Friday, January 17, 2014

Penny Thoughts ‘14—The Sum of All Fears (2002) ***½

PG-13, 124 min.
Director: Phil Alden Robinson
Writers: Paul Attanasio, Daniel Pyne, Tom Clancy (novel)
Starring: Ben Affleck, Morgan Freeman, James Cromwell, Ken Jenkins, Bruce McGill, John Beasley, Philip Baker Hall, Dale Godboldo, Lee Garlington, Jamie Harrold, Alan Bates, Bridget Moynahan, Josef Sommer, Colm Feore, Ciarán Hinds, Michael Byrne, Liev Schreiber, Ron Rifkin

For the fourth and final Jack Ryan installment to celebrate the release of Paramount’s latest Jack Ryan adventure “Shadow Recruit” in theaters today, I present to you evidence for Batfleck haters out there that Ben Affleck is a cool and collected choice to play Bruce Wayne in the upcoming Batman vs. Superman cinematic enterprise. Just a few years before the walls came crashing down on Affleck’s career, thanks to some very poor film choices and an ill-fated relationship with movie star/pop singer Jennifer Lopez, Affleck was on a rocket to the top of a promising leading man career with two excellent Paramount movies in release during 2002. The first was a surprising thriller, overlooked by most, “Changing Lanes”. Perhaps I’ll review that one in anticipation of his sure to be next critical hit this fall “Gone Girl”.

The second was a strange move by Paramount that involved the handing down of a cinematic mantle that the studio hoped to parlay into a James Bond style ongoing franchise of movies, “The Sum of All Fears”. After only four films, Ben Affleck was the already the third actor to take on the role of CIA American spy hero Jack Ryan. I don’t know if the studio felt Harrison Ford was too old to do with the character what they wanted to, or if Ford himself did not wish to return for a third film; but Paramount’s approach to this fourth Ryan installment was one of the earliest “reboot” concepts that I can remember.

Whenever MGM and United Artists introduced a new actor in the Bond role, it was always pretty much business as usual. There was a new face, but it wasn’t like they went back to the drawing board, at least until Sony eventually ended up with the property and cast Daniel Craig in the role for “Casino Royale”. But that was well after Paramount decided to bring the character of Jack Ryan back to his origins while sticking with their plan to adapt the next book in the series after “Clear and Present Danger”. This entailed quite a bit of reworking of the details of the plot in order to account for Ryan just starting out with a CIA desk job as opposed to holding the director’s seat as he did in the book.
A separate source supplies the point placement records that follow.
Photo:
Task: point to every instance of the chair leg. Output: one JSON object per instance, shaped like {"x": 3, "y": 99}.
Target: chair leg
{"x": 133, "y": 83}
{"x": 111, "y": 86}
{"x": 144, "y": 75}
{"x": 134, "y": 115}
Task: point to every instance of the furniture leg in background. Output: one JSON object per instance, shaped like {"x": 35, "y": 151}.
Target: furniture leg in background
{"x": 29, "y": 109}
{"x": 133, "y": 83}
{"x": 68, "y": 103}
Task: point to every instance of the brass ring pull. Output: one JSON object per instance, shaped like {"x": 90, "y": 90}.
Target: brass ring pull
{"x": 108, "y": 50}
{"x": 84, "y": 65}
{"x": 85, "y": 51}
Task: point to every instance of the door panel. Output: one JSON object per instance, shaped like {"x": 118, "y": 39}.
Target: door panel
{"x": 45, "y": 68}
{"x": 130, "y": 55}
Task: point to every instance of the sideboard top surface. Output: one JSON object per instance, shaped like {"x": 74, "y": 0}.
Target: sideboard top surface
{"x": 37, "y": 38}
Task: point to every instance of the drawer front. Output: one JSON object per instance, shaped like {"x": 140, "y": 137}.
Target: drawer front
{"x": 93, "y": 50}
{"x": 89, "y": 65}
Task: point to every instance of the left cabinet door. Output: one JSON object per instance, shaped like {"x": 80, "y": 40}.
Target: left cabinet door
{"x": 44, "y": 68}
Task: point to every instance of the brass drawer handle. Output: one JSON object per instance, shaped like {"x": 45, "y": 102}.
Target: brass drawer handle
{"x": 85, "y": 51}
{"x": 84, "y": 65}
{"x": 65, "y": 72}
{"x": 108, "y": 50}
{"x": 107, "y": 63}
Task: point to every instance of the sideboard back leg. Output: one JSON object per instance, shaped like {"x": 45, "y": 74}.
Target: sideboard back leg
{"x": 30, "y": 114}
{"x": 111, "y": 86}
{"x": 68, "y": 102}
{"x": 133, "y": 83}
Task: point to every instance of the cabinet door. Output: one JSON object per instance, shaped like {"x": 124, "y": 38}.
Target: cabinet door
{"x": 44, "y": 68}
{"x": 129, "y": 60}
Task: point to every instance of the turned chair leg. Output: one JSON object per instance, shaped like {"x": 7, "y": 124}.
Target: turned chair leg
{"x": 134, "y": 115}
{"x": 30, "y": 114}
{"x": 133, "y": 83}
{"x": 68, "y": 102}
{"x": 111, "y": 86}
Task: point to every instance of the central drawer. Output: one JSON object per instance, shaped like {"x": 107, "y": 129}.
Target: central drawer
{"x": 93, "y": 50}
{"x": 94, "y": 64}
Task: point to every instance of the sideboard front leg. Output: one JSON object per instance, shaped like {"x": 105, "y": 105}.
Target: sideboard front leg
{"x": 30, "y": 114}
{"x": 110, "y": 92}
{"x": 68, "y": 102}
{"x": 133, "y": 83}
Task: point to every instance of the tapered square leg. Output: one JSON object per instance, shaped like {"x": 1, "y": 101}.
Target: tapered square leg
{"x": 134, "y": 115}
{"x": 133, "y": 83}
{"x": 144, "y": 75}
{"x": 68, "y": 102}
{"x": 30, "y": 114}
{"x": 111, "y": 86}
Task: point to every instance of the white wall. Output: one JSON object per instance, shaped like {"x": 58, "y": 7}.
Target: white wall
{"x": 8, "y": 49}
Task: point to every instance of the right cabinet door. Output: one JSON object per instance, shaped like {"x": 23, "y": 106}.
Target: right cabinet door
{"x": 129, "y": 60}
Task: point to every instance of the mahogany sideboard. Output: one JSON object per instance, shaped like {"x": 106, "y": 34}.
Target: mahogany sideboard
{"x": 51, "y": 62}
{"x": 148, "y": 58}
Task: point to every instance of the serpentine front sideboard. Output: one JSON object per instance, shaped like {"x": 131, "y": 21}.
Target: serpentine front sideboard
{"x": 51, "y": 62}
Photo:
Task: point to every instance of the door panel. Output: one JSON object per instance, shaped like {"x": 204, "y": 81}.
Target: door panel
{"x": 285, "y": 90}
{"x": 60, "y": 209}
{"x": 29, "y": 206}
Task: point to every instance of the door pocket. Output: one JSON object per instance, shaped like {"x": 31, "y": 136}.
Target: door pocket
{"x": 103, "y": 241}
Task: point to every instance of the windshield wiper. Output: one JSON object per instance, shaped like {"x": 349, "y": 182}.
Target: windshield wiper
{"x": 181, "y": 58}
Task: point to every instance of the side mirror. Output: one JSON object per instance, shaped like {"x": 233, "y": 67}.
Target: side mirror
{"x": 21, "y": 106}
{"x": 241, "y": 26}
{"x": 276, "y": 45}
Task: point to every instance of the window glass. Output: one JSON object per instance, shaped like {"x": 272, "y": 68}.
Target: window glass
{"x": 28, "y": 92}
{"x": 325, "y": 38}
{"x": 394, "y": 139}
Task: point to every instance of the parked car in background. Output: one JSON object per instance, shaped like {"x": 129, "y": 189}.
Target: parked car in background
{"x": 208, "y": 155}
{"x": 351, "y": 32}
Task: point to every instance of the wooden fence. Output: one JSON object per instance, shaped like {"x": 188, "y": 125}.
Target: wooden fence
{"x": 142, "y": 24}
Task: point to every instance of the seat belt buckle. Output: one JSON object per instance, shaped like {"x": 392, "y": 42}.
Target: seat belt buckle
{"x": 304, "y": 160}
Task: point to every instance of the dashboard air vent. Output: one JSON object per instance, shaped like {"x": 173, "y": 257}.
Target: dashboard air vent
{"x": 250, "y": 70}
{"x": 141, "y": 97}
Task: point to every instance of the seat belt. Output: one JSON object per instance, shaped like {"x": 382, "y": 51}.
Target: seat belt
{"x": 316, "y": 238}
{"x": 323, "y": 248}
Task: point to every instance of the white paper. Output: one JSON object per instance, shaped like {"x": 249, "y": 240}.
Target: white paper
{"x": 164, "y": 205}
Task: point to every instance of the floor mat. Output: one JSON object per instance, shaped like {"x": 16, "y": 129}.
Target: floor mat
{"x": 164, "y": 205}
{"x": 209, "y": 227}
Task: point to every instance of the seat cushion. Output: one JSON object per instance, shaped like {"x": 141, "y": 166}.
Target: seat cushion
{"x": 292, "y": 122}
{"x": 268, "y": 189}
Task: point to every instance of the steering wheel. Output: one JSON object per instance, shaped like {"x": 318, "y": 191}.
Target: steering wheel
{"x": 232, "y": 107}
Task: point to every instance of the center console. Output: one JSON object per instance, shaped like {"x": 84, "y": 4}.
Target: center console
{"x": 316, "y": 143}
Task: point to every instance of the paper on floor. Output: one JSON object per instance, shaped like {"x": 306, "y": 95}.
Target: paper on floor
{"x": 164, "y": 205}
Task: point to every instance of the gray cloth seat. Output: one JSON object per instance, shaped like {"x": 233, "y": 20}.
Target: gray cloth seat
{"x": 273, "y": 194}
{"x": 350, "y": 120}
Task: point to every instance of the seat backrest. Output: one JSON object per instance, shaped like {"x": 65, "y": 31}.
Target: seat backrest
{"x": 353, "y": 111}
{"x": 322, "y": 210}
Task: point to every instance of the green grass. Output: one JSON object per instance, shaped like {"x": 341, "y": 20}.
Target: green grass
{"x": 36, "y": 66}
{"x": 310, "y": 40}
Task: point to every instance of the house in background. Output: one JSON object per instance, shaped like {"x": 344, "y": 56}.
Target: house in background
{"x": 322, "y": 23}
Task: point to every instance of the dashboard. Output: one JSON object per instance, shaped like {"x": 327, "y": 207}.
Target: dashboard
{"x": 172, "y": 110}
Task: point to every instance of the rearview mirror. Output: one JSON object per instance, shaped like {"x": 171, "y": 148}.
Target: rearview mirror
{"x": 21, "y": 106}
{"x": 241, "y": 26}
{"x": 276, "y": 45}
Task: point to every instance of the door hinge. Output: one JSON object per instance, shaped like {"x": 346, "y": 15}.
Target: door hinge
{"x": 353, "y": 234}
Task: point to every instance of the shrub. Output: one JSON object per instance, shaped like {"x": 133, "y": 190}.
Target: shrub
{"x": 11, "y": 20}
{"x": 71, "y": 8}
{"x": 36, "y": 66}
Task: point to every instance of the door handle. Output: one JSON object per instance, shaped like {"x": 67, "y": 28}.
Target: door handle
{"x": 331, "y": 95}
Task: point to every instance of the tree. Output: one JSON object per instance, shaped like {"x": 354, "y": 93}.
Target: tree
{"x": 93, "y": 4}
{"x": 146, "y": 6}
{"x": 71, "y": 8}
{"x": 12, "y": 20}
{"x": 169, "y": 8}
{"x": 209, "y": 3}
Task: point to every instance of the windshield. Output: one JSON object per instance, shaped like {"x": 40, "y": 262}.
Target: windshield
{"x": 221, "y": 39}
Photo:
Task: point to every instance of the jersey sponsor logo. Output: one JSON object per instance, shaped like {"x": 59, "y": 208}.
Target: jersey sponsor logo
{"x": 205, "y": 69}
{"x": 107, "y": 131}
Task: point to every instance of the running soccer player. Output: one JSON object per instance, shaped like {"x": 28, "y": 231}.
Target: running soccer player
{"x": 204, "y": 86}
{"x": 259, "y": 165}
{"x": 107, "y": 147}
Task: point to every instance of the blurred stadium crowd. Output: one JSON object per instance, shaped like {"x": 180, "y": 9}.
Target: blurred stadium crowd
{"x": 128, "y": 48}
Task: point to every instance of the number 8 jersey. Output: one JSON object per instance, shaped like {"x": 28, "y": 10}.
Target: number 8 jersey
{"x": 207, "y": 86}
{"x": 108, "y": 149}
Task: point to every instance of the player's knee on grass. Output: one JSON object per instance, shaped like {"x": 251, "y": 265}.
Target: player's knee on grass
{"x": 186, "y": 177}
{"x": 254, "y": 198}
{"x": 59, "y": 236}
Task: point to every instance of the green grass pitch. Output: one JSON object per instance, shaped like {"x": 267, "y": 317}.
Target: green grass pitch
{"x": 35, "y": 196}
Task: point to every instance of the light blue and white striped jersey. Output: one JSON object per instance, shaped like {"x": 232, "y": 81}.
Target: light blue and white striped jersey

Once again, I think they chose well in their actor to play Ryan. Affleck hadn’t really handled an all out action role yet. Despite his good looks he was part of the geek core Hollywood that was introduced through micro-budgeted independent films like those he starred in for Kevin Smith. Of course, unlike the aging Ford, Affleck had the potential to take the character of Ryan into a much more action-oriented arena, which I believe was the full motivation behind Paramount’s reboot move.

The story itself makes for a very similar one to the franchise’s masterful first film “The Hunt for Red October”. The difference being that the Cold War was over and terrorism had become the focus of all threats against America. Of course, using a new power structure in Russia to misdirect the apparent threat to a man that only Ryan truly knows is what really draws the parallels to that first film. It still works here. Replacing one omniscient powerfully voiced black man with another might make it difficult to distinguish the two as well.

The most powerful element of the movie, however, may have been its timing. With a release date less than a year after 9/11, its plot involving a successful terrorist attack on American soil, struck a chord that many people couldn’t handle at the time. It’s easier to watch the movie today. The nuclear bombing of a crowded sports complex in Baltimore doesn’t quite leave the pit in your stomach it once did. Despite the CGI assisted devastation of that aspect of the plot, the story is still driven by Ryan’s brain more than anyone’s brawn.

This is what I think Tom Clancy had initially intended when he created this hero. He wanted to shine a light on how much the efforts of these American heroes is driven by the think tank foundation of the CIA rather than the G.I Joe mentality that is generally portrayed as espionage in Hollywood. I’m glad to see that Paramount has returned to its franchise with this new movie starring a fourth actor, Chris Pine, in the potentially iconic role. I just hope they don’t forget that it’s Ryan’s brainpower that made the first four films work, rather than his ability to shoot bad guys who can’t aim.